I genitori non si arrendono e per difendere le cucine nelle scuole dei loro figli fanno scattare la petizione.

E’ stata creata in modo spontaneo dai genitori dei bambini delle scuole ed è stata subito appoggiata dal Cosec (comitato servizi educativi comunali) e serve a tutelare la preparazione dei pasti all’interno delle scuole, sia esse statali che comunali.

All’interno del testo della petizione si chiede quanto segue: “l’abbandono di ogni ipotesi che preveda la dimissione delle cucine in loco; la sospensione di ogni iter in corso per la predisposizione del nuovo capitolato e d’appalto; e l’immediata apertura di un tavolo paritetico permanente composto da amministratori, autorità competenti e famiglie per approfondire la questione e definire le linee guida per la riorganizzazione dei servizi e del nuovo capitolato di gara”.

asilo nido

La delibera infatti (n°25 del 24-02-2016) delineerebbe un quadro in cui intere scuole verrebbero, a seconda dei casi, riconvertite in scuole statali, trasformate in servizi a vario titolo ausiliari o direttamente chiuse; il tutto per concentrare l’offerta comunale nei nidi d’infanzia, come se questi fossero alternativi al mantenimento delle prestazioni che si intende sacrificare.

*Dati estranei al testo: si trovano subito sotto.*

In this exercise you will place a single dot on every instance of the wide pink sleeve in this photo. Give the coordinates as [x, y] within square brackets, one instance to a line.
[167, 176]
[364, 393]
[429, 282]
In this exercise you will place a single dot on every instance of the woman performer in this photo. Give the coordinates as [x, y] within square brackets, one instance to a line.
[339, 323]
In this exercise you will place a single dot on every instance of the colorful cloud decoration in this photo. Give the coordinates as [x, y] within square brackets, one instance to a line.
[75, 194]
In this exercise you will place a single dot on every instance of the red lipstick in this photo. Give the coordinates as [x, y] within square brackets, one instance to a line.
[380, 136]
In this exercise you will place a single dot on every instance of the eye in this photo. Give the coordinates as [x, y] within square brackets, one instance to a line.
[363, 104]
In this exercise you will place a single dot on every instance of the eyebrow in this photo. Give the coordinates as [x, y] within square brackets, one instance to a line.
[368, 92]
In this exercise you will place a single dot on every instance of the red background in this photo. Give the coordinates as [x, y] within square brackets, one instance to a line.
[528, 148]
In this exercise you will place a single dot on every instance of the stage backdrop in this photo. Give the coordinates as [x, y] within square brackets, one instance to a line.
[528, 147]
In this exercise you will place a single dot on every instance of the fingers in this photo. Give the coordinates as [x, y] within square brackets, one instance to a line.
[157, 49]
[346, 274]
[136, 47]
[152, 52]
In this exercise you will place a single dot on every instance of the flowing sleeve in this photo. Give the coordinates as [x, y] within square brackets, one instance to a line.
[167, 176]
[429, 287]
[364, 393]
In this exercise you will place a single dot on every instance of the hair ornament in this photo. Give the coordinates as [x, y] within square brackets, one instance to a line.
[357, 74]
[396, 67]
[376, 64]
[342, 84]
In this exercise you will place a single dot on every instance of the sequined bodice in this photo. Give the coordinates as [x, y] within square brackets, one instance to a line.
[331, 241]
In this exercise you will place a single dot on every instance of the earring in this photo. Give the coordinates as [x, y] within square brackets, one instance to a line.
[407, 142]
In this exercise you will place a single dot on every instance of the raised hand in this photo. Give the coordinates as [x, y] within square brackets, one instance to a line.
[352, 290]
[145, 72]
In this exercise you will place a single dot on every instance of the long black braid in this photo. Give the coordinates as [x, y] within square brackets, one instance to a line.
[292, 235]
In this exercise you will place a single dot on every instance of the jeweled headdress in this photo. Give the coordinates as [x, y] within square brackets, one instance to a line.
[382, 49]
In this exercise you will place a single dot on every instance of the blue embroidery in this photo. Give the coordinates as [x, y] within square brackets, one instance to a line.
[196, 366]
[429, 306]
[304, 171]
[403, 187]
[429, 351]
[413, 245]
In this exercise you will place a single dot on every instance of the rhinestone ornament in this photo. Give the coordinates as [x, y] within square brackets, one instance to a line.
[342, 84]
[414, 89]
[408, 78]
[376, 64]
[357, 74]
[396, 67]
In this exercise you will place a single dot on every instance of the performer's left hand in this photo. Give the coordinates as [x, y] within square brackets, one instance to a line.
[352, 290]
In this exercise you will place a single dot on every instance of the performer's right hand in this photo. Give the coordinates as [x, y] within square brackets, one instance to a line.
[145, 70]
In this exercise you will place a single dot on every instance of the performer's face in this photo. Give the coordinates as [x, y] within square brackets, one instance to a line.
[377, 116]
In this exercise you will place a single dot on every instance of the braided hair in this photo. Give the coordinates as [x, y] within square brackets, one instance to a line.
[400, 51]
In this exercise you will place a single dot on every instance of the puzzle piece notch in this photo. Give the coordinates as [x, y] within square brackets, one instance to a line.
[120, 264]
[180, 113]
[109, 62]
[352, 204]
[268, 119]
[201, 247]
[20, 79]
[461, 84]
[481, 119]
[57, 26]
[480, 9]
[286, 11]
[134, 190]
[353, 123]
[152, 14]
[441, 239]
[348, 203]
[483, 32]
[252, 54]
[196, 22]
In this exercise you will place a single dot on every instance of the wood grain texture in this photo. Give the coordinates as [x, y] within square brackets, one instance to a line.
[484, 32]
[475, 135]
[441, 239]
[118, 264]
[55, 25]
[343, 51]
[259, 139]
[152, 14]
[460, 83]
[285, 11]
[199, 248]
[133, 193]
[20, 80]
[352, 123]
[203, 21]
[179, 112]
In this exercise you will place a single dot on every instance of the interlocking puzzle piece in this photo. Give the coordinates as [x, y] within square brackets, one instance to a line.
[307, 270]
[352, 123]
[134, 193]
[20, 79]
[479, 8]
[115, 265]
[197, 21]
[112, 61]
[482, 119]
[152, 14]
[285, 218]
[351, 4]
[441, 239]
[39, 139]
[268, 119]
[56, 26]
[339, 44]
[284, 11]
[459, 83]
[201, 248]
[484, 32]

A tutto questo le famiglie non ci stanno, ed il Cosec ancora una volta le appoggia ricordando che “La lettura combinata dei principi costituzionali, della Convenzione dei diritti dell’infanzia e della European Social Charter dimostrano che la tutela del bambino e la capacità di garantirgli un armonico sviluppo psico-fisico è oggi obiettivo prioritario nazionale e internazionale. In questo quadro la refezione scolastica assume valori molteplici che vanno al di là del mero soddisfacimento di fabbisogni nutrizionali primari.

baby food
I genitori non si arrendono e per difendere le cucine nelle scuole dei loro figli fanno scattare la petizione.

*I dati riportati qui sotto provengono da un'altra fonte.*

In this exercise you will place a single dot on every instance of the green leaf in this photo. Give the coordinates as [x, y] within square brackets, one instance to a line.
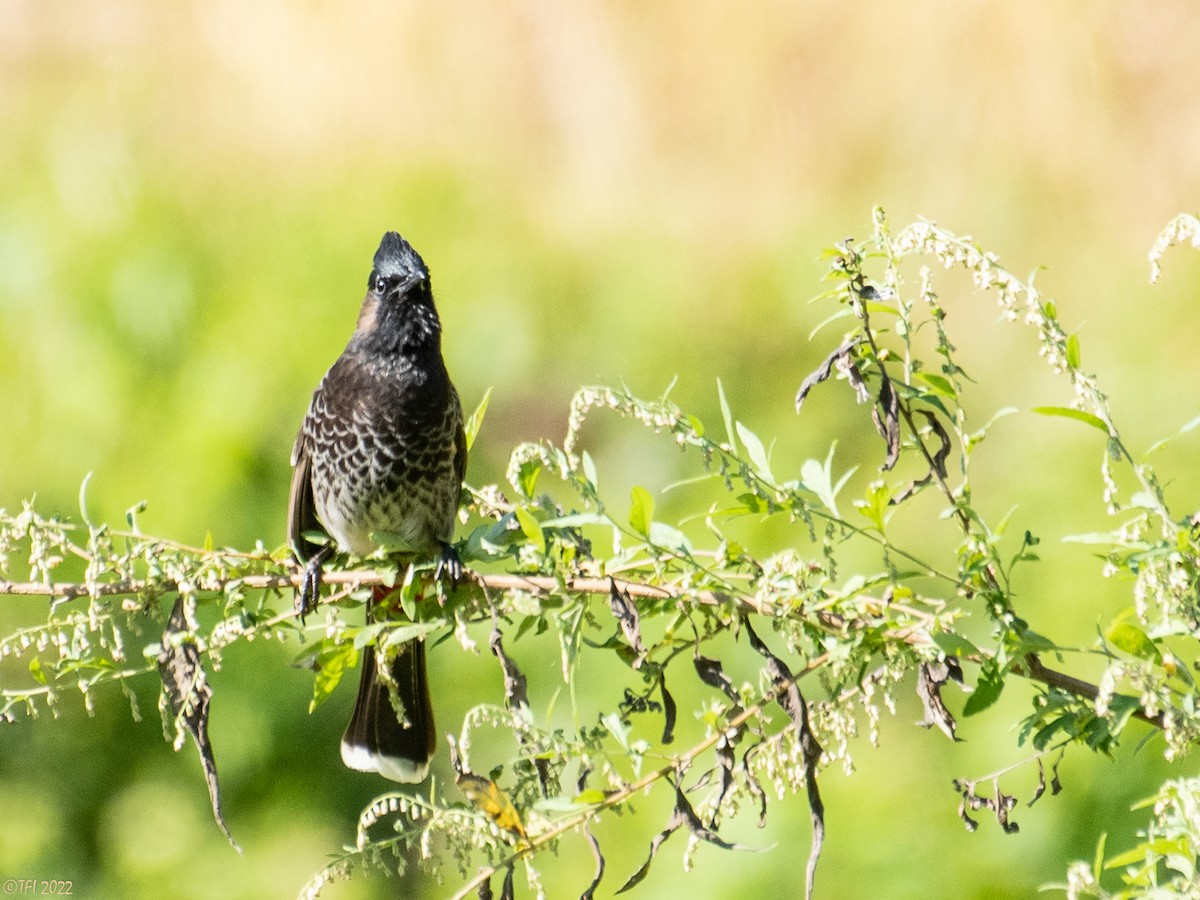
[589, 469]
[726, 415]
[664, 535]
[531, 528]
[331, 664]
[527, 477]
[1158, 445]
[755, 451]
[987, 691]
[819, 479]
[1128, 637]
[1073, 352]
[574, 520]
[475, 420]
[939, 384]
[876, 508]
[1161, 846]
[641, 510]
[953, 645]
[409, 592]
[1077, 414]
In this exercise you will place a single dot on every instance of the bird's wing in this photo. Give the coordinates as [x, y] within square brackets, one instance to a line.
[301, 510]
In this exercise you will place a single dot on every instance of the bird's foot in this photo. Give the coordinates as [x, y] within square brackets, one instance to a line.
[309, 593]
[449, 565]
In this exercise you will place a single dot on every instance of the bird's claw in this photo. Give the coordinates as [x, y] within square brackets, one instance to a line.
[309, 593]
[449, 565]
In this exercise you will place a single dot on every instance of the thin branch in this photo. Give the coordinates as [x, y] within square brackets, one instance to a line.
[618, 797]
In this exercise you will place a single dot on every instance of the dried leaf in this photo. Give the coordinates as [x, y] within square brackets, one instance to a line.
[589, 892]
[711, 673]
[755, 787]
[888, 425]
[930, 678]
[625, 612]
[669, 711]
[1042, 784]
[516, 696]
[841, 355]
[943, 451]
[516, 690]
[787, 695]
[673, 826]
[189, 694]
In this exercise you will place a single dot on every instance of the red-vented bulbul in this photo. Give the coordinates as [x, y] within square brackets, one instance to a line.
[382, 451]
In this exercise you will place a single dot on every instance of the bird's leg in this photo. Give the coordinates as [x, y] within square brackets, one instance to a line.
[449, 564]
[310, 586]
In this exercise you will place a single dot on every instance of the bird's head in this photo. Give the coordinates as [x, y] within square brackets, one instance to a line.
[397, 312]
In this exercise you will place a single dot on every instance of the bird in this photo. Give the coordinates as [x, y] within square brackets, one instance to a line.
[381, 459]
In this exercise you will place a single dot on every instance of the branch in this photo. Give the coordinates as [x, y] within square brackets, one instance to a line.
[618, 797]
[1033, 669]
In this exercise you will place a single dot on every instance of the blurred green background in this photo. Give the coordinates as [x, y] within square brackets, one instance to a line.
[190, 195]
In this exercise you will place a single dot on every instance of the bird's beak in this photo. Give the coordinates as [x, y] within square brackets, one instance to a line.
[403, 287]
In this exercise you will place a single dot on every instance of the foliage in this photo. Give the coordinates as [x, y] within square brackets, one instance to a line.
[893, 579]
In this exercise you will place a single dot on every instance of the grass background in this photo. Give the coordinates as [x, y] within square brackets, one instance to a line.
[190, 195]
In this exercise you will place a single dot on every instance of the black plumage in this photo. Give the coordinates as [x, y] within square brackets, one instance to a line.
[382, 455]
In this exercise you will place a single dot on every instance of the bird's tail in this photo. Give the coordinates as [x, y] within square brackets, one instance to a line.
[377, 739]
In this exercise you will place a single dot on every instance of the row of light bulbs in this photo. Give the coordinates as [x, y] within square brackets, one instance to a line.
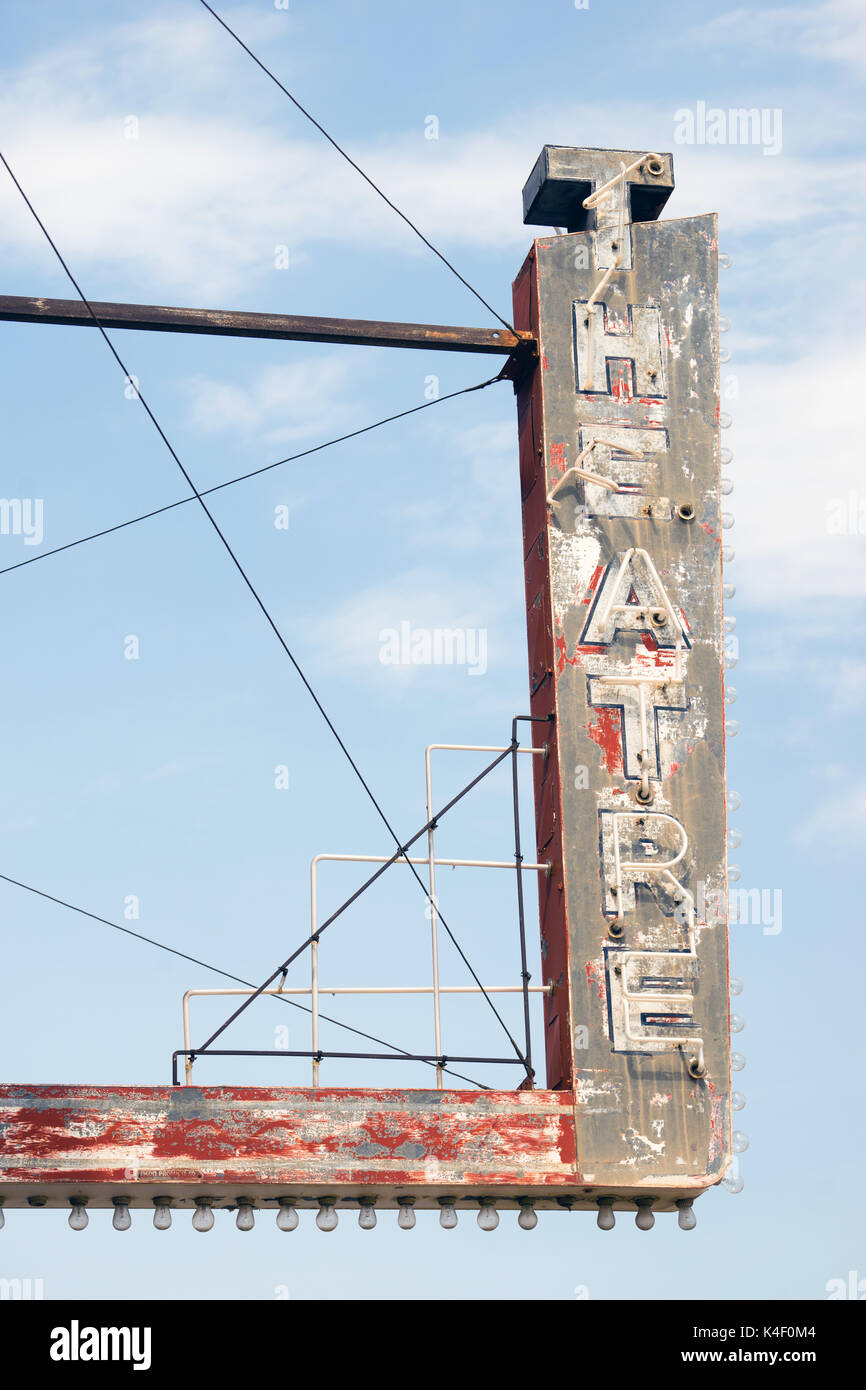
[327, 1216]
[733, 1182]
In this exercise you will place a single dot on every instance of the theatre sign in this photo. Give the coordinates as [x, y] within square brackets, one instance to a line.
[619, 456]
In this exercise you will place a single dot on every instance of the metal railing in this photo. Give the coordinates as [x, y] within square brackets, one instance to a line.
[435, 988]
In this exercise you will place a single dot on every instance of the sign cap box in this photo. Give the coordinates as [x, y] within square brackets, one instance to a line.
[563, 177]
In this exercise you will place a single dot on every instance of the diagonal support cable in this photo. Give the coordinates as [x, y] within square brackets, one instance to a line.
[216, 969]
[259, 601]
[255, 473]
[357, 168]
[399, 854]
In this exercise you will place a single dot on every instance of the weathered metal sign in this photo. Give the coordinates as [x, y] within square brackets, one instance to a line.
[619, 463]
[619, 446]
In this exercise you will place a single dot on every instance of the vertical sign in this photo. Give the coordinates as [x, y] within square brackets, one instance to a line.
[619, 462]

Diviene il fulcro di un continuum educativo che partendo dalla educazione alimentare attiva processi di socializzazione, stimola dinamiche relazionali e favorisce processi interculturali. Il servizio di refezione scolastica, quindi, assume importanza strategica sia dal punto di vista igienico-sanitario, in quanto una corretta e sana alimentazione è mezzo di prevenzione di future patologie cronico-degenerative; sia come luogo a forte valenza simbolica e formativa, di educazione alle relazioni sociali, all’interculturalità, al territorio e al rispetto del paesaggio e dell’ambiente”.

E’ dunque una vicenda delicata ed è intervenuto, in queste ultime ore, anche il M5S di Terni : “Nonostante le richieste non ci viene fornita la quantificazione del debito del Comune nei confronti di All Foods, la società che gestisce l’appalto del cibo trasportato, così come mancano i dati dei costi disgregati dei singoli pasti utili a capire la convenienza tra il cibo trasportato e quello cotto in loco. Nulla viene detto in relazione al futuro del personale del Comune impegnato nelle mense su cui l’assessore al bilancio ha proposto il graduale pensionamento o lo spostamento in altre mansioni senza però chiedere nulla ai diretti interessati”.

Ci sarà ancora molto da combattere, e a queste prime informazioni, sembra che le famiglie dei bambini coinvolti non siano affatto intenzionate a smettere.